St Charles, MO 63304
Direct: 636-720-1589
On Mon, Feb 16, 2009 at 4:22 PM, Sebastien Bihorel
<[email protected]> wrote:
Thanks Leonid,
However, there is still one point that is unclear to me. You have demonstrated
that p(y | y > LLQ) = p(y) / p(y>LOQ), given the assumptions of the text. Now,
this is a discrete probability, while l(t) is a likelihood... How can one
mathematically demonstrate the expression of l(t) used by Dr. Beal starting
from the previous expression of p(y | y > LLQ)?
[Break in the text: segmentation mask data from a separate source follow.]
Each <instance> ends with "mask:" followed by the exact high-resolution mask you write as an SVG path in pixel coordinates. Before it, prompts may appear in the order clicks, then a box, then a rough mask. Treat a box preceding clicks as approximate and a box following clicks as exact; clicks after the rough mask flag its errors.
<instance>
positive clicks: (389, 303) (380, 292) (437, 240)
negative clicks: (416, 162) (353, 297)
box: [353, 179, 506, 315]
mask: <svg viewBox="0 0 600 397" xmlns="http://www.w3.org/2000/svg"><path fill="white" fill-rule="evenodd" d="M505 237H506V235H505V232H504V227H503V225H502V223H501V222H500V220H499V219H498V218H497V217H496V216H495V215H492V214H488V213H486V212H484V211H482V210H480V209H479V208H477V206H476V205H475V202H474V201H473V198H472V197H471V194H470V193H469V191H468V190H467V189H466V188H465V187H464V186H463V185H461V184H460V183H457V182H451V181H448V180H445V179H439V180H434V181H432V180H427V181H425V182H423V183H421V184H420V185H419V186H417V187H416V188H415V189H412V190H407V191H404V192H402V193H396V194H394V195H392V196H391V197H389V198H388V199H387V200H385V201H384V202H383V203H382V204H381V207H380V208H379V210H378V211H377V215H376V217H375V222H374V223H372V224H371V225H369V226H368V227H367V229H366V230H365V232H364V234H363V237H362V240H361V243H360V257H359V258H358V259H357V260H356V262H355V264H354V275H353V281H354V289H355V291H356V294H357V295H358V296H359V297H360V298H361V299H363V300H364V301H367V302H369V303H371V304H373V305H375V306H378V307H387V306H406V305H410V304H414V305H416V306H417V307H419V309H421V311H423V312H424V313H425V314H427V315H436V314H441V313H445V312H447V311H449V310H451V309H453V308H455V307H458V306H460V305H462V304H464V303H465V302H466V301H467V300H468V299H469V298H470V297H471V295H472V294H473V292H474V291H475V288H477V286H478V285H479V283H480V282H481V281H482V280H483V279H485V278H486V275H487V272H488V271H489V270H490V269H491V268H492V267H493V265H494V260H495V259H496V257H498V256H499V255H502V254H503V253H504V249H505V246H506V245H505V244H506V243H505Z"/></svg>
*Sebastien Bihorel, PharmD, PhD*
PKPD Scientist
Cognigen Corp
Email: [email protected]
<mailto:[email protected]>
Phone: (716) 633-3463 ext. 323
Leonid Gibiansky wrote:
You can view it as:
p(y ∩ y > LLQ) = 0 when y < LLQ
p(y ∩ y > LLQ) = p(y) when y > LLQ
Another way to look on this is to say that
p(y | y > LLQ) is proportional to p(y) and should integrate to 1
integral(p(y)) over y > LLQ is ( 1- phi((LLQ-f(t)/g(t))) that immediately
leads to l(t) below.
As to the 0 to 1 restriction, l(t) is the density, not probability. It should
integrate to one but can be smaller or greater than 1 (any positive number).
Leonid
--------------------------------------
Leonid Gibiansky, Ph.D.
President, QuantPharm LLC
web: www.quantpharm.com
e-mail: LGibiansky at quantpharm.com
tel: (301) 767 5566
Sebastien Bihorel wrote:
Dear colleagues,
In a paper dated from 2001, Dr. Beal presented several methods to handle data
below the quantification limit (Journal of Pharmacokinetics and
Pharmacodynamics, Vol. 28, No. 5, October 2001), including the M2 method that
can be implemented in NONMEM 6 via the YLO functionnality. I would like to
submit some questions to the list about the theory associated to the M2 method.
I quote:
"...the BQL observations can be discarded, and under the assumption that all
the D(t) [the distribution of residual errors] are normal, the method of
maximum conditional likelihood estimation can be applied to the remaining
observations (method M2). With this method, the likelihood for the data,
conditional on the fact that by design, all (remaining) observations are above
the QL, is maximized with respect to the model parameters. The density function
of the distribution on possible observations at time t, evaluated at y(t), is
1/sqrt( 2*pi*g(t) ))*exp( -0.5*( y(t)-f(t) )^2/g(t) ) and the probability that
an observation at time t is above the QL is 1- phi((QL-f(t)/g(t))), where phi
is the cumulative normal distribution function. Therefore, conditional on the
observation at time t being above QL, the likelihood for y(t) is the ratio:
l(t)=(1/sqrt( 2*pi*g(t) ))*exp( -0.5*( y(t)-f(t) )^2/g(t) ) /( 1-
phi((QL-f(t)/g(t))) [equation 1]"
Now, lets A and B be two events. The probability of A, given B is: p(A|B) =
p(A∩B) / p(B)
In the context of Dr. Beal's paper, I interpret A as simply the observation
y(t) and B as the fact that y(t) is above QL, and thus have the following
questions about equation 1:
- it looks like p(A∩B) in equation 1 simplifies to the probability of y(t)
given the model parameters, i.e. p(A). Which part of the problem allows this
simplification?
- how can l(t) be constrained between 0 and 1 if both numerator and denominator
can vary between 0 and 1?
Any comment from nmusers will be greatly appreciated.